4. Once there, select "38400" as ur "Maximum Port Speed" n click OK.

That's it! Ths shud take care of it!
Your Modem wud now always connect around 33kbps.


----------



## _timbuktoo (Jul 17, 2005)

Is this a Keanu Reaves specific thread ?????     - lol...........


----------



## - Snake - (Jul 17, 2005)

Thanks every body 

And yeah this is a keanu reaves specific forum


----------



## Minimalistix (Jul 18, 2005)

*None*

Hi,

Wht a coincidence?

Actually, at th times whn i posted, i had my images turned off. So, i didn't notice it till Saurav pointed it out!

So, 1 thing is clear: We like Keanu Reeves. So, did u guys check him out in Constantine? The movie was Awesome!!

Ravi


----------



## Choto Cheeta (Jul 18, 2005)

> So, did u guys check him out in Constantine? The movie was Awesome!!
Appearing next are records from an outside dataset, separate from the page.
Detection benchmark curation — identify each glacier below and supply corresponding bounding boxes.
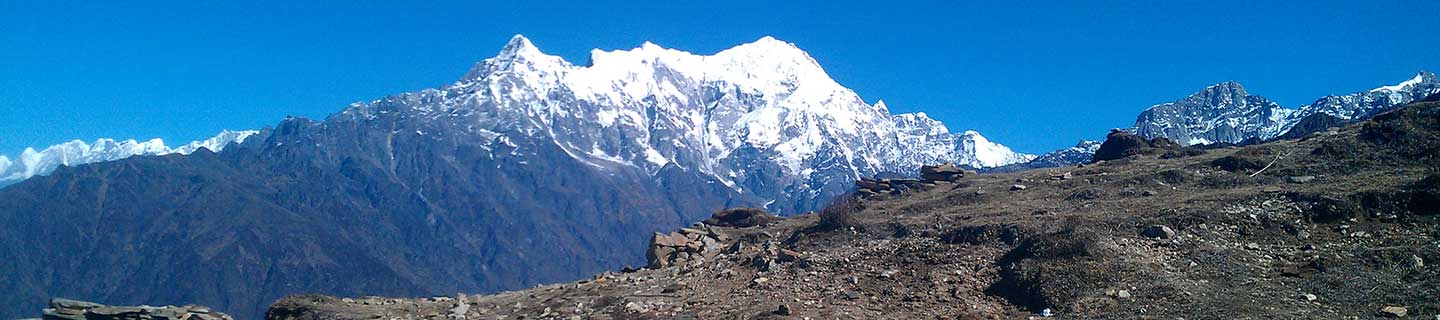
[0,130,259,186]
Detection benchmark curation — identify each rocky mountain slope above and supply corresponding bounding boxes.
[0,36,1032,319]
[266,102,1440,320]
[0,130,259,187]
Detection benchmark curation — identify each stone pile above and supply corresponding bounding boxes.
[40,298,235,320]
[855,163,976,197]
[920,163,965,182]
[645,223,730,268]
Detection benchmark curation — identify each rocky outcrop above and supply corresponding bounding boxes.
[704,208,780,228]
[1094,130,1181,161]
[645,220,737,268]
[920,163,965,182]
[855,163,978,197]
[40,298,235,320]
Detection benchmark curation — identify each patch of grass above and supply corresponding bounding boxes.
[806,195,864,232]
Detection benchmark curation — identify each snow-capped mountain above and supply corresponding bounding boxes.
[0,36,1028,319]
[1133,71,1440,146]
[333,36,1034,212]
[1135,81,1295,146]
[0,130,259,186]
[982,140,1100,172]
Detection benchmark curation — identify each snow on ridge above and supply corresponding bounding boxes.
[956,130,1037,167]
[1369,72,1426,92]
[0,130,259,186]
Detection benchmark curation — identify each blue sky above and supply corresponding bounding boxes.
[0,0,1440,156]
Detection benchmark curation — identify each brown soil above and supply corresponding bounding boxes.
[269,104,1440,320]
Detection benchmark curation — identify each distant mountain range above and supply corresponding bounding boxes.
[0,36,1437,319]
[0,130,259,187]
[1132,71,1440,146]
[0,36,1034,319]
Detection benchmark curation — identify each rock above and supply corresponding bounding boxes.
[40,308,85,320]
[649,232,690,246]
[645,245,675,268]
[775,249,801,262]
[446,301,469,320]
[704,208,780,228]
[775,303,791,316]
[1093,130,1181,161]
[920,163,965,182]
[1140,225,1175,239]
[1380,306,1410,317]
[50,298,105,310]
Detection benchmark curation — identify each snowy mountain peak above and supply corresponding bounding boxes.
[0,130,259,186]
[955,130,1035,167]
[1369,71,1440,92]
[1189,81,1250,99]
[495,35,544,61]
[870,99,887,111]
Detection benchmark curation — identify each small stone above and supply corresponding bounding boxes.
[1380,306,1410,317]
[775,249,801,262]
[50,298,105,310]
[775,303,791,316]
[1140,225,1175,239]
[750,277,770,287]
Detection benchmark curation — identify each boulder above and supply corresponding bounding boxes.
[1093,130,1182,161]
[920,163,965,182]
[704,208,780,228]
[1140,225,1175,239]
[649,232,690,246]
[1380,306,1410,317]
[50,298,105,310]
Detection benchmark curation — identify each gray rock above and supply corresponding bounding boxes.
[1140,225,1175,239]
[775,303,791,316]
[50,298,105,310]
[1380,306,1410,317]
[40,308,85,320]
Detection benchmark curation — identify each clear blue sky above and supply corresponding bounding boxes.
[0,0,1440,156]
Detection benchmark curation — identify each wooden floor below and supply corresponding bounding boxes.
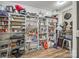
[22,48,71,58]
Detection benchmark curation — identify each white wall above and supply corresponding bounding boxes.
[54,2,77,58]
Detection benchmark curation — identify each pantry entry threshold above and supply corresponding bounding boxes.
[21,48,71,58]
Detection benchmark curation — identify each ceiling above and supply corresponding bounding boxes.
[0,1,72,11]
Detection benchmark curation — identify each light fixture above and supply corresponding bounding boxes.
[57,1,65,5]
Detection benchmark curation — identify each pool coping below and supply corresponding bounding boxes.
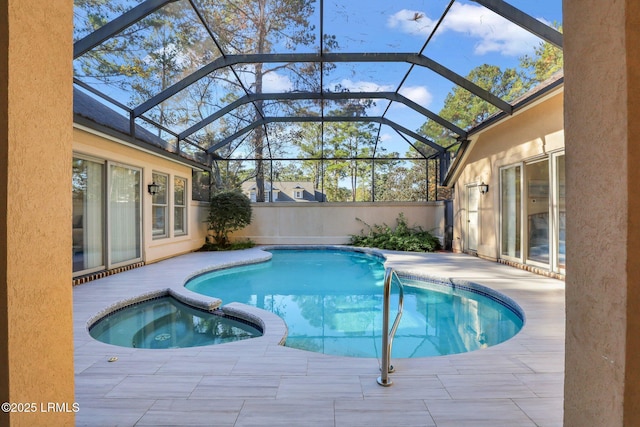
[86,245,526,359]
[73,245,564,427]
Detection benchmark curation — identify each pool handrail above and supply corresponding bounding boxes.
[378,267,404,387]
I am a Keanu FAN since Speed.... then came my all time favaurite, the movie which change the way we see action... Matrix....

yes i saw the Constantine... but from my point a view its not a awesome... its ok....


----------



## Minimalistix (Jul 18, 2005)

*None*

Hi Saurav,

Compared to th Matrix Trology, well u're right, Constantine wasn't really awesome. In fact, compared to Matrix, nothin from Keanu Reeves seems awesome to me.

But, i really liked th way they picturised Hell in th movie. Just th same like our world but a lot more windy n wth everythin set on fire.


----------



## theraven (Jul 19, 2005)

eh ?lol
this is trunin into a keanu fan club ??
lol
plz start conv in general discussion and leave tihs topic out of it


----------



## Choto Cheeta (Jul 19, 2005)

Theraven said:
			
		

> eh ?lol
> this is trunin into a keanu fan club ??
> lol
> plz start conv in general discussion and leave tihs topic out of it



donoe....


----------



## theraven (Jul 20, 2005)

locked on request


----------